The next day Captain Eli left early and Benny took care of the paperwork, cleaning and his usual responsibilities. By mid-morning he began to be concerned that Lily had not made an appearance at breakfast. He knocked on the apartment door and listened.
“Just a minute.” The young woman’s voice trembled like a captured pigeon.
“Can I bring you something to eat?”
She said yes, some Tamarindo juice would be nice.
He returned with a tray of juice, crackers and fruit. When the door opened Benny could see that she was wearing a silk scarf and had heavy mascara on her face. The curtains were drawn and the lights off. Though a sliver of sunlight pierced the room, it left it mostly clothed in shadows.
That evening Captain Eli returned while Benny was cleaning up after supper.
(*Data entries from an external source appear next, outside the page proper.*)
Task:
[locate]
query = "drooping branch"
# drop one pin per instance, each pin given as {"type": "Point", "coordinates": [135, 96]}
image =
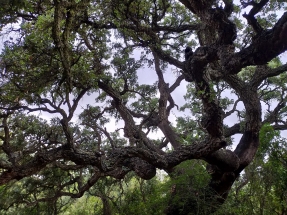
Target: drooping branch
{"type": "Point", "coordinates": [264, 48]}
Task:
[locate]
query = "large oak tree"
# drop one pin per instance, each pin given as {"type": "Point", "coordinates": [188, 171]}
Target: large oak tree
{"type": "Point", "coordinates": [60, 53]}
The captain rummaged in the fridge, filling his plate with scraps of leftovers. Benny caught the vapor trail of hard liquor as the captain turned and left the kitchen without saying a word.
“Have a good night, sir,” Benny said.
Two days passed before the next incident, this one louder and more violent than the first. Benny stood outside the door, fearful of what he might find. Two residents, Jackson and Murphy, pushed him aside and burst into the room. Captain Eli’s hands were throttling his wife’s neck as he banged her head against a wall. Murphy struck him on the side of his head with a fist, then yanked him backward toward the bed. The captain maintained his hold on his wife’s throat and all three fell to the ground. At this point Jackson intervened, wedging the two apart and carrying Lily out of the room. Benny could see she was bleeding from the corner of her mouth as she passed by.
Murphy had now twisted the captain over so he was face down on the floor, Murphy’s knees nailed between the shoulder blades. Someone must have called the police because two officers were now present, one of them placing cuffs on the the captain. Benny thanked the officers for their quick response as he signed some papers and answered questions.
I first met Benny during his brief stay at Bayamon Prison. In fact, he was the first person I met there during my year of prison ministry. I’ve spent a lifetime wondering how to best tell the stories of my experiences there, essentially leading a weekly Bible study and befriending a lot of interesting men. Each one I found fascinating. Each one had a story, and this was Benny’s, which isn’t over yet.
As it turns out, Captain Eli and Lily were never officially married, the reason being that he never officially filed the marriage paperwork. Captain Eli was a criminal on the lam from New York. I never found out whether it was a murder rap or grand larceny. Whatever it was he was running from was big enough to flee the country and to assume a new identity. At the beginning of my year of prison work, Benny was in prison. Captain Eli ran the Salvation Army facility in Calle 13. At the end of my year, Captain Eli was in prison and Benny Bosco was now Lieutenant Bosco, a compassionate man with a good heart, in charge of the S.A. in Calle 13.
EdNote: The names have been changed, but the story is as true as I know how to tell. Thanks for reading… and for sharing.